Benchmarks released by NVIDIA and independent labs demonstrated strong throughput on linear algebra kernels used by BLAS implementations and training benchmarks for models similar to those from AlexNet, ResNet-50, and transformer architectures used by Google Research and OpenAI. For mixed-precision workloads the Tensor Cores delivered up to a reported 125 TFLOPS in FP16 matrix multiply, while double-precision floating point (FP64) performance targeted work at Los Alamos National Laboratory and climate modeling groups such as those at NOAA. Performance scaled with NVLink in multi-GPU configurations in supercomputers like Summit (supercomputer), and comparisons were frequently drawn against accelerators from AMD and custom ASIC efforts like Google TPU.

Software and ecosystem support

The V100 integrated with NVIDIA software stacks including CUDA, cuDNN, TensorRT, and the NCCL library to support distributed training frameworks from TensorFlow, PyTorch, MXNet, and ecosystem tools used by enterprises such as SAP and Siemens. Research groups at institutions like Caltech and Imperial College London used the V100 with container platforms such as Docker and orchestration by Kubernetes on cloud offerings from Google Cloud Platform and Microsoft Azure. Vendor collaborations extended to partnerships with Red Hat and Canonical for optimized system images in HPC centers.

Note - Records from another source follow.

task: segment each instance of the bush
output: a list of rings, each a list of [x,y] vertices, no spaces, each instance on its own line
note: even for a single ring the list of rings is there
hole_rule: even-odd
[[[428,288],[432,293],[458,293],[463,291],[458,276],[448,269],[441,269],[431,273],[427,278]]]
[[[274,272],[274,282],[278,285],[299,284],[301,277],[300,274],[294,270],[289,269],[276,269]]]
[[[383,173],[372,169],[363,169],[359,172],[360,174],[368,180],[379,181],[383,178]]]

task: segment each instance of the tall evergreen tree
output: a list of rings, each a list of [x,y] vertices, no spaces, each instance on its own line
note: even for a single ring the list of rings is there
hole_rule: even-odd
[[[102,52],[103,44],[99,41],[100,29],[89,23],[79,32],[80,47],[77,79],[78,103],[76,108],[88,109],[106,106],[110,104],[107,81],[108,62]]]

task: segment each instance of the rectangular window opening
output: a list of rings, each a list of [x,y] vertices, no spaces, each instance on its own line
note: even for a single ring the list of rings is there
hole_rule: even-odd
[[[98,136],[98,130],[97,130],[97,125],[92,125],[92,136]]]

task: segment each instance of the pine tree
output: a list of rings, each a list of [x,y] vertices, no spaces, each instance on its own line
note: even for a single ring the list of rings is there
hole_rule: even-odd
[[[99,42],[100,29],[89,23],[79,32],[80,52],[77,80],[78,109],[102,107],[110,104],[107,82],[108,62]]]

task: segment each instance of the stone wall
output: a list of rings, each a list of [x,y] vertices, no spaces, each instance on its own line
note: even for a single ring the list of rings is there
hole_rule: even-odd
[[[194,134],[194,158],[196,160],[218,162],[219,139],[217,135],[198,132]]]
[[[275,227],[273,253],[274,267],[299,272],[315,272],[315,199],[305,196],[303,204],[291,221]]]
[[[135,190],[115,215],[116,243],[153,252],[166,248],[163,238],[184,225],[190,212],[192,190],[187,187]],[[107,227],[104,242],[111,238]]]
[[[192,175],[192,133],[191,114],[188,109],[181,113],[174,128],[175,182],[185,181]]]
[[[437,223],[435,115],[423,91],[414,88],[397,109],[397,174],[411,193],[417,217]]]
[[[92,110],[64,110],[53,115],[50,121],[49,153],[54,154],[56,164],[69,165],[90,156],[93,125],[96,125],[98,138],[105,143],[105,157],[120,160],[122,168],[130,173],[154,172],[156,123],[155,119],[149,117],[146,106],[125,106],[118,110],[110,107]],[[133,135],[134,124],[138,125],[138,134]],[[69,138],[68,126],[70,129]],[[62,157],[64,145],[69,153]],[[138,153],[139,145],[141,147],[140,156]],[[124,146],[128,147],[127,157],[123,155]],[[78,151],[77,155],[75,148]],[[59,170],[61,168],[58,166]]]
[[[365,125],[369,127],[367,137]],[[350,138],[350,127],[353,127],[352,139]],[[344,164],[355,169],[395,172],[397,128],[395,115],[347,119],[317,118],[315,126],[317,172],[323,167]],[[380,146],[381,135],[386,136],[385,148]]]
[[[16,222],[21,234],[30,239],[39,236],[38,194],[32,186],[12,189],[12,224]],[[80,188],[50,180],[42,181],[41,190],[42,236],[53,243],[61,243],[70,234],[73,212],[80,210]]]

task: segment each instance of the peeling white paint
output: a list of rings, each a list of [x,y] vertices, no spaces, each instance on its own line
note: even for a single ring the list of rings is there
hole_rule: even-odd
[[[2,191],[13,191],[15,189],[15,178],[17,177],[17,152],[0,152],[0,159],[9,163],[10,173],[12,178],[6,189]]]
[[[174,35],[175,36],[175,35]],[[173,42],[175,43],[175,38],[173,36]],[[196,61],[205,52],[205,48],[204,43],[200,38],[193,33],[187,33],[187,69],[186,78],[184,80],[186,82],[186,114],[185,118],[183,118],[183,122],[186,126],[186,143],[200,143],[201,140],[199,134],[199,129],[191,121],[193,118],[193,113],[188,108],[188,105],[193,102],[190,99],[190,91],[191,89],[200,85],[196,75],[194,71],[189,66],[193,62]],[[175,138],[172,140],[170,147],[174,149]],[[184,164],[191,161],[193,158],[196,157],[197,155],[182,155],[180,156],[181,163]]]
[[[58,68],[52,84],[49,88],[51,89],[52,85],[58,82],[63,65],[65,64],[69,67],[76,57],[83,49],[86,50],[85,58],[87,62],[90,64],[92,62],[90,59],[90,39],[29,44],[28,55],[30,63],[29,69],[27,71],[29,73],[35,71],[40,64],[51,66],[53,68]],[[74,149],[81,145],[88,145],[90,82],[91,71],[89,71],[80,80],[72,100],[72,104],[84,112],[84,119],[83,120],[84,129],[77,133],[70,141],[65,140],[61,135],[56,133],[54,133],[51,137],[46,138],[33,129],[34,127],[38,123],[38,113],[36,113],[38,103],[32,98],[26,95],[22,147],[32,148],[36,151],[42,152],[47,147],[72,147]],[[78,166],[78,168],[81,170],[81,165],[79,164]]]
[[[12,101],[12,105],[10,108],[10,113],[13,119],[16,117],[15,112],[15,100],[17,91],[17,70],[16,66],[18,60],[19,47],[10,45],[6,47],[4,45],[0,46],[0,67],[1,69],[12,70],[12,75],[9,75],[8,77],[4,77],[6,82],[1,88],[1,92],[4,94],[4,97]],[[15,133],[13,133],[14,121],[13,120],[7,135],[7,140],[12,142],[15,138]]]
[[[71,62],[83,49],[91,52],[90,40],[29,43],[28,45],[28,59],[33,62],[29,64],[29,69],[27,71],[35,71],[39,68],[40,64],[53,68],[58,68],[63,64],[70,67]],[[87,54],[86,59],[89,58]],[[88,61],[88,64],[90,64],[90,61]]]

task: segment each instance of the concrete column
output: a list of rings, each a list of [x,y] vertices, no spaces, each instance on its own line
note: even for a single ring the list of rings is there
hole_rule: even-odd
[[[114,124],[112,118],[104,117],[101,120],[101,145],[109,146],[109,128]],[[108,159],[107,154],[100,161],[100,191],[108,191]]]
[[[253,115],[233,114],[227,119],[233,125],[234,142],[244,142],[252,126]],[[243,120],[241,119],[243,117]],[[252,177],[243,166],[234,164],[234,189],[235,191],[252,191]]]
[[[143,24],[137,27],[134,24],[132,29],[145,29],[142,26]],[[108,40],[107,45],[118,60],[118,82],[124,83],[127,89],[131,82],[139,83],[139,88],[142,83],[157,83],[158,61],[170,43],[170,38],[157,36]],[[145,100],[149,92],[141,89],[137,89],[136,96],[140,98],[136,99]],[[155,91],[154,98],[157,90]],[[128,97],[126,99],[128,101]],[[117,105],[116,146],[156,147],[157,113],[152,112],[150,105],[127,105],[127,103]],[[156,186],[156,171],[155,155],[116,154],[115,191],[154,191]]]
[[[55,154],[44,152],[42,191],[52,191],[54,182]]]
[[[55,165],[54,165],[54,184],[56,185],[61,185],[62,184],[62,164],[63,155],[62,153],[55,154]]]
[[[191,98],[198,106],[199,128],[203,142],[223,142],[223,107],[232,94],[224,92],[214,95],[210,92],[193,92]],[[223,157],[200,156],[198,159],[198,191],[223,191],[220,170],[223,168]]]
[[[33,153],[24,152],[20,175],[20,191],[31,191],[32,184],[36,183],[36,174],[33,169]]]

Market adoption and use cases

Adoption spanned deep learning research at Stanford AI Lab and industry labs at Baidu Research and Tencent AI Lab, to scientific simulation in astrophysics projects at NASA and computational chemistry groups at Pfizer and Roche. Enterprises applied V100 instances for recommendation systems at Amazon, fraud detection at JPMorgan Chase, and computational finance at firms like Goldman Sachs. In healthcare and genomics organizations including Broad Institute and Wellcome Sanger Institute the V100 accelerated variant calling and sequence alignment workflows. The card featured in AI-focused products such as NVIDIA DGX and influenced cloud offerings like the AWS P3 instance family.

Reception and legacy

The Tesla V100 received acclaim for advancing mixed-precision training and enabling breakthrough results reported by DeepMind and research teams at University of Toronto and Carnegie Mellon University. It set benchmarks that spurred competitors including AMD and inspired specialized accelerators such as Google TPU generations and custom silicon initiatives at Apple and Amazon. Over time the V100 was superseded by successors built on architectures like NVIDIA Ampere and NVIDIA Hopper, but it remains cited in academic papers from venues like NeurIPS, ICML, and SC Conference for contributions to scalable training and HPC deployments.